Violet– his scandalous offspring was doing too fucking good a job right now.

And it had just then begun to deeply concern him what she might be capable of doing.

Maybe he was worrying for nothing– he was her father, surely she would not–

But–

But maybe she had the ambitious bastardry of a Vladimir rather than a sweet Violet.

Or worse– a born and bred Lehner.


“No– No, don’t leave me here– please take me away–”

Violet mumbled in her sleep. Nightmares. It was an almost nightly occurrence.

There was nothing she could do to protect her ward in the warped realm of her mind.

Nasser held tightly onto Violet, who felt so thin and small in her grasp just then.

She grit her teeth, overcome with dread as the players began the fated performance.

They had been playing house in Kreuzung for a bit– but those days would soon be over.

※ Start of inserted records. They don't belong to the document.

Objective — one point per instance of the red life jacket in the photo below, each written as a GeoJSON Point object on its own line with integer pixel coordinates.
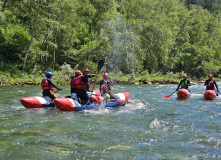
{"type": "Point", "coordinates": [80, 84]}
{"type": "Point", "coordinates": [210, 85]}
{"type": "Point", "coordinates": [105, 88]}
{"type": "Point", "coordinates": [45, 85]}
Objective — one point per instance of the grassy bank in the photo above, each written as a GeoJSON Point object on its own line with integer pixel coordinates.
{"type": "Point", "coordinates": [62, 78]}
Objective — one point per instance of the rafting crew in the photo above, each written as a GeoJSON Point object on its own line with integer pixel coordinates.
{"type": "Point", "coordinates": [184, 83]}
{"type": "Point", "coordinates": [210, 83]}
{"type": "Point", "coordinates": [105, 86]}
{"type": "Point", "coordinates": [48, 87]}
{"type": "Point", "coordinates": [74, 85]}
{"type": "Point", "coordinates": [82, 85]}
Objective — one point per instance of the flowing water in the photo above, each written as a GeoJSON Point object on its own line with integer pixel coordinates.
{"type": "Point", "coordinates": [149, 127]}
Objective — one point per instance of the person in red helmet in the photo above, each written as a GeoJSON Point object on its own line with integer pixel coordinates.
{"type": "Point", "coordinates": [48, 86]}
{"type": "Point", "coordinates": [105, 86]}
{"type": "Point", "coordinates": [83, 85]}
{"type": "Point", "coordinates": [74, 85]}
{"type": "Point", "coordinates": [210, 83]}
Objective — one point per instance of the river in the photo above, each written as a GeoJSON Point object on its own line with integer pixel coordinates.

Sometimes she wanted to take Violet and run away for good.

But there was no use to that. There was too much at stake for both of them.

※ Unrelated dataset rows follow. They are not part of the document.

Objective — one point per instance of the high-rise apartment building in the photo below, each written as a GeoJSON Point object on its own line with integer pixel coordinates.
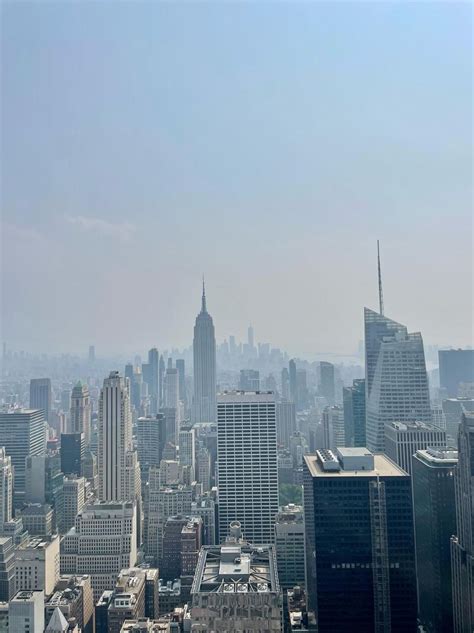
{"type": "Point", "coordinates": [333, 427]}
{"type": "Point", "coordinates": [286, 421]}
{"type": "Point", "coordinates": [81, 411]}
{"type": "Point", "coordinates": [354, 413]}
{"type": "Point", "coordinates": [26, 612]}
{"type": "Point", "coordinates": [22, 433]}
{"type": "Point", "coordinates": [290, 546]}
{"type": "Point", "coordinates": [247, 464]}
{"type": "Point", "coordinates": [462, 544]}
{"type": "Point", "coordinates": [399, 391]}
{"type": "Point", "coordinates": [117, 468]}
{"type": "Point", "coordinates": [456, 367]}
{"type": "Point", "coordinates": [204, 361]}
{"type": "Point", "coordinates": [6, 488]}
{"type": "Point", "coordinates": [72, 453]}
{"type": "Point", "coordinates": [327, 384]}
{"type": "Point", "coordinates": [102, 542]}
{"type": "Point", "coordinates": [359, 542]}
{"type": "Point", "coordinates": [40, 396]}
{"type": "Point", "coordinates": [403, 439]}
{"type": "Point", "coordinates": [433, 472]}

Normal lives were not meant for them.

It was impossible to outrun it, ever since they first laid eyes on one another.

Nasser, nothing but a wicked mercenary tasked with handling some forlorn girl.

Violet, a seed of hatred and scandal who nevertheless could not be allowed to die.

Ever since then, they danced upon the cruel, immense, and inescapable stage of Destiny.

For the future of Imbria.

For the future of the Shimii.

For their own futures.

Without their politics, and their blood, and the power they conferred, there was nothing.

There were a lot of people Nasser could curse. But there was nothing she could do.

Mehmed’s rebellion was crushed by the predecessors of the Volkisch in Rhinea’s navy.

Al-Khaybari’s people were confined to his mountain, to die with him.

Nasser the Elder died cursing the Mahdists for a hundred generations despite his “victory.”

Mogliv Omarov exiled to foreign lands to die. Radu the Marzban but a shadow of himself.

Who would be the next Hero whose ambition would overturn these lands?

Who would be the next one to fail and to be buried, leaving behind only grudges?

Nasser could not afford to fail as they had.

In order to have a future, she, too, had to realize Endsieg.

“I’ll be strong for you.” Vesna Nasser said. “I have to be strong. I have to be.”

For the Heroes whose feud she had to continue.

For the Order that she needed to construct.

And for the woman that she saved, and used, and now painfully, that she loved.

Vesna Nasser had to become a king worth the favor of Destiny.